Robinson's excursions set off a wave of exploration that has never let up. Many of the early visitors weren't close to being objective; they were out to vindicate the Bible as history, not to test it. Toward the end of the century, that led to a backlash, especially among liberal German Bible critics. Their equally preconceived position was that the Bible is essentially a myth.

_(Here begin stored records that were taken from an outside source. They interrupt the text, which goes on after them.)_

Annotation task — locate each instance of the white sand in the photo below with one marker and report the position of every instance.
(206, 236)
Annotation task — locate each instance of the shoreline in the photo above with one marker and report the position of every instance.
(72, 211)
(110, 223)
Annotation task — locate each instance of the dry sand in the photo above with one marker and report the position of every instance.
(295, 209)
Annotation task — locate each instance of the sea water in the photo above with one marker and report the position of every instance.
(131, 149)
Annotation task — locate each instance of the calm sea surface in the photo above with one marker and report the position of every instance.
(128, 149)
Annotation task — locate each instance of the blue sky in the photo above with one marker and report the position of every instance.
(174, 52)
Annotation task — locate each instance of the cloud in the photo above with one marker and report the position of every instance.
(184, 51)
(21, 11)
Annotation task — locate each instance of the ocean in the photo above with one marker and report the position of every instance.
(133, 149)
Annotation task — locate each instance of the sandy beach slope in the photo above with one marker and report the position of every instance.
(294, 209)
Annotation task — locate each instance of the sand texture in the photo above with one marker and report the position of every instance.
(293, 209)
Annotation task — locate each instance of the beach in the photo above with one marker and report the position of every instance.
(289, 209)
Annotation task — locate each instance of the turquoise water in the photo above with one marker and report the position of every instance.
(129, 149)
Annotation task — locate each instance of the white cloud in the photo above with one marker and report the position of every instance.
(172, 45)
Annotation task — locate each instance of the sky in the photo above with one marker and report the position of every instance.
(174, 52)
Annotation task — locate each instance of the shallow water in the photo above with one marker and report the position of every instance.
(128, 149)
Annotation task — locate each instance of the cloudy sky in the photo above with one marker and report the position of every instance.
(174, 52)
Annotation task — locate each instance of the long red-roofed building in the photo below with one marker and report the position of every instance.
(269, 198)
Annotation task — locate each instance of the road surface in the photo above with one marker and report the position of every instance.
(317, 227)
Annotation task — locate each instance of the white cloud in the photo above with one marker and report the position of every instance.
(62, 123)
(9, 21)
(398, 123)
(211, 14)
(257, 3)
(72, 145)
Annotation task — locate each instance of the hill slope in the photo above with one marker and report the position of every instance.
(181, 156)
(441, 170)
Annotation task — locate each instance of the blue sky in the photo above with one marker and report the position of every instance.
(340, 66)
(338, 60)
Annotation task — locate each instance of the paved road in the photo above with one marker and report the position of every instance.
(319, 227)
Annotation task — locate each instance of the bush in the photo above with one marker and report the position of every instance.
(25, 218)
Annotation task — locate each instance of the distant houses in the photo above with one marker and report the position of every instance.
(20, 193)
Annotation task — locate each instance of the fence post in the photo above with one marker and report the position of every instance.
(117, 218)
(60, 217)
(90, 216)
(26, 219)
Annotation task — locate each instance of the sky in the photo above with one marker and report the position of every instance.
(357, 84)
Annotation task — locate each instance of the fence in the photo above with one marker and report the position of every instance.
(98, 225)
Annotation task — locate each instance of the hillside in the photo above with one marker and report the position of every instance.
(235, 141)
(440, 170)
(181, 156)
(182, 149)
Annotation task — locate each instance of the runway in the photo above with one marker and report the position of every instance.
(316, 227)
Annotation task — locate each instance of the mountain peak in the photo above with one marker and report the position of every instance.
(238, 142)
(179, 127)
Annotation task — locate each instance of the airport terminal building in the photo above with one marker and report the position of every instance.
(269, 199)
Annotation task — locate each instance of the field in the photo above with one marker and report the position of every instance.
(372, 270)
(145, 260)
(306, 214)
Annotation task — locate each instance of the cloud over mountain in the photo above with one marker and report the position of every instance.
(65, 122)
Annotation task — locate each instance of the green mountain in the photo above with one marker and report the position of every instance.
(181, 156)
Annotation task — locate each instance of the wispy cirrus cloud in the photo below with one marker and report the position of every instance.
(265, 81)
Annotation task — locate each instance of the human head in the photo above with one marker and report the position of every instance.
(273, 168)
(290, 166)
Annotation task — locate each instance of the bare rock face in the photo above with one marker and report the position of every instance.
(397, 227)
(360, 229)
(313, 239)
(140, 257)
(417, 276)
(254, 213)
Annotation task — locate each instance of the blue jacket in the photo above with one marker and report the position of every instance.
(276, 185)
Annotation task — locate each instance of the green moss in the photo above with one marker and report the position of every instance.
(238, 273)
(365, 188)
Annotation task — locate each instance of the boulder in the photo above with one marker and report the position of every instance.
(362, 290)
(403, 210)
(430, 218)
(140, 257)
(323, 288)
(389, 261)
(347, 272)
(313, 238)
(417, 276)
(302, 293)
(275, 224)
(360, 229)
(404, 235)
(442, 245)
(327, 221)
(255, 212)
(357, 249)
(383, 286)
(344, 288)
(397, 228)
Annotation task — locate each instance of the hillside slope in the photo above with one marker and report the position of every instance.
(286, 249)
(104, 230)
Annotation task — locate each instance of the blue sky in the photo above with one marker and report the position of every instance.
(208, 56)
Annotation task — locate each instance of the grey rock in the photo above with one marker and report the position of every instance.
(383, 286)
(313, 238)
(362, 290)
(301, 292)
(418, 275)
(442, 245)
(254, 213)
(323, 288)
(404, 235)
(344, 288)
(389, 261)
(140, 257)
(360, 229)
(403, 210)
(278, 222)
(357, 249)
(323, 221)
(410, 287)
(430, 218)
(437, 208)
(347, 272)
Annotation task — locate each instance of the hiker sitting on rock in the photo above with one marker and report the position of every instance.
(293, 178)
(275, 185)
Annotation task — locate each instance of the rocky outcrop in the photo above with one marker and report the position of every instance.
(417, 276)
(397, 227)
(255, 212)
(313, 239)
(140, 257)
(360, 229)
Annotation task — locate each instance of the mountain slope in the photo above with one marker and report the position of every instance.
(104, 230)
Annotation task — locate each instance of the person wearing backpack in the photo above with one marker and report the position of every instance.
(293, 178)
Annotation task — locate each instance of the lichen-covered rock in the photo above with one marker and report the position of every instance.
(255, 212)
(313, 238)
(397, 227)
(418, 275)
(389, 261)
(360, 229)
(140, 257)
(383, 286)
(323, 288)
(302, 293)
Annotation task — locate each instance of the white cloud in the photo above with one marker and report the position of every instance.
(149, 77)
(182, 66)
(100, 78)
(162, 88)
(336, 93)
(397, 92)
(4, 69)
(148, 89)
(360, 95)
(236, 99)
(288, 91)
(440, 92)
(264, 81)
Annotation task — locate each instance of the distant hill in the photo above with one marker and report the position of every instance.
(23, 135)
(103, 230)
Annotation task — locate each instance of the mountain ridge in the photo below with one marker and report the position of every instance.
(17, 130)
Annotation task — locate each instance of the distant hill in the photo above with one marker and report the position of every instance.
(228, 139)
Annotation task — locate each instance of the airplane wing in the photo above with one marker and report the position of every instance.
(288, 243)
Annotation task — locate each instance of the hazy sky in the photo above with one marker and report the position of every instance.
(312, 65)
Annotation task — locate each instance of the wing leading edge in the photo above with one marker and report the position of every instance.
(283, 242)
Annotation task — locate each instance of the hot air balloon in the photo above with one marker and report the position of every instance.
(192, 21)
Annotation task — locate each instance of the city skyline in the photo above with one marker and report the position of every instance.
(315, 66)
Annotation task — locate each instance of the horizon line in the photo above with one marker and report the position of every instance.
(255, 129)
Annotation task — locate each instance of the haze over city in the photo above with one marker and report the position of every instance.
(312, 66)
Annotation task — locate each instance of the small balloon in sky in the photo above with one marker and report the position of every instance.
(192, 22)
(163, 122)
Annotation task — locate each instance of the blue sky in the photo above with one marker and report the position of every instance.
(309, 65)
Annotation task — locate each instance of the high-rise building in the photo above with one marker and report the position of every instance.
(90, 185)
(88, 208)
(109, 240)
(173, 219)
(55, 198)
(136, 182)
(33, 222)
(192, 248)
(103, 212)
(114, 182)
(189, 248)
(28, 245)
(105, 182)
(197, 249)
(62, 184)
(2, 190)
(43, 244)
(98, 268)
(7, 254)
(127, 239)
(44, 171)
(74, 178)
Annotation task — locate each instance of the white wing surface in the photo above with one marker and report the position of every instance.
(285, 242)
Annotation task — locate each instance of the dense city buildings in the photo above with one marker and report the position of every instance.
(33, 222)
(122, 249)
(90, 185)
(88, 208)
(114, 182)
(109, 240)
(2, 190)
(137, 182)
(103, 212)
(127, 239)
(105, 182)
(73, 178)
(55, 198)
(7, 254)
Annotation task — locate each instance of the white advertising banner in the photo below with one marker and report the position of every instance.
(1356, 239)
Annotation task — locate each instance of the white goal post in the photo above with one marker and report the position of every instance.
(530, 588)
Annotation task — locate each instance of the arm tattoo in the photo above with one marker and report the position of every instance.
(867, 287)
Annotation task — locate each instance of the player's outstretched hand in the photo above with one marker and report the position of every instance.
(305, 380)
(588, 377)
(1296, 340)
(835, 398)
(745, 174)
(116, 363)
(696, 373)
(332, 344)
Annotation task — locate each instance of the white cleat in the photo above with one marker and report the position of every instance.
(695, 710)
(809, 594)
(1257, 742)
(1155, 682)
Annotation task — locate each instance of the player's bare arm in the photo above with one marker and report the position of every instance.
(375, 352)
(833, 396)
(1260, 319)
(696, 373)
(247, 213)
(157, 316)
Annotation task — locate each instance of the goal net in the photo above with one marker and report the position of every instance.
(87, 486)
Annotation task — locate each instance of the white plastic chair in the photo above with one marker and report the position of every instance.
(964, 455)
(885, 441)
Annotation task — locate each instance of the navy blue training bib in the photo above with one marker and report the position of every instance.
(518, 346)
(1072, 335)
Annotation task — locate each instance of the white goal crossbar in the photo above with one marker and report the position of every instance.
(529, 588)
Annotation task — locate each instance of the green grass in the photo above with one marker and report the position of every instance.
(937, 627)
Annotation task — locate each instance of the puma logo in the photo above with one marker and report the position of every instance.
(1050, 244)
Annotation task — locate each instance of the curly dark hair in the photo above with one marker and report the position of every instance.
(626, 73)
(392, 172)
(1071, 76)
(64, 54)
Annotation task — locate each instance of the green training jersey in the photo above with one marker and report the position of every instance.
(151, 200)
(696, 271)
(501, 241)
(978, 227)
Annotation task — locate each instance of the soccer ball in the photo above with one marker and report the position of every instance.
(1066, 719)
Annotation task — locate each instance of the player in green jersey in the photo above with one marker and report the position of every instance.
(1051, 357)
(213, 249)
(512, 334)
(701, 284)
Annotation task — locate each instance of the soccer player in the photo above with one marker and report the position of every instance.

The pendulum swung the other way again in the 1920s, when William Foxwell Albright appeared on the scene. A professor of Semitic languages at Johns Hopkins and the son of a Methodist missionary, he took a much more scientific approach than most of his predecessors. Rather than assume that the Bible was either entirely accurate or completely fictional, he attempted to confirm Old Testament stories with independent archaeological evidence. And under his considerable influence, biblical archaeology finally became a disciplined and scientific enterprise.

Although he was prepared to see the Bible proved wrong in its particulars, Albright assumed it was accurate until proved otherwise. He assumed the existence of Abraham, Isaac and Jacob, for example, and then used circumstantial physical evidence to deduce that they probably lived around 1800 B.C. He accepted the idea of the Exodus from Egypt and military conquest of Canaan (Palestine), and went on to date those events at about 1200 B.C.

Albright's intellectual heirs, including Israeli archaeologists Avraham Biran and the late Yigael Yadin, made similar assumptions. Said Yadin a few years before his death in 1984: "The Old Testament for me is a guide. It is the authentic history of my people." The Bible says, for example, that King Solomon fortified the cities of Hazor, Gezer and Megiddo during his reign. Sure enough, Yadin went out in the late 1950s and found a city gate at the ruins of Hazor, and dated it to Solomon's time, in the 10th century B.C. When he found that early explorers had discovered a similar-looking gate at Gezer, he assigned that to Solomon's era too. And because the Bible mentions Megiddo in the same breath with the other cities, he looked for — and conveniently found — a third gate at Megiddo, and concluded that Solomon had built them all.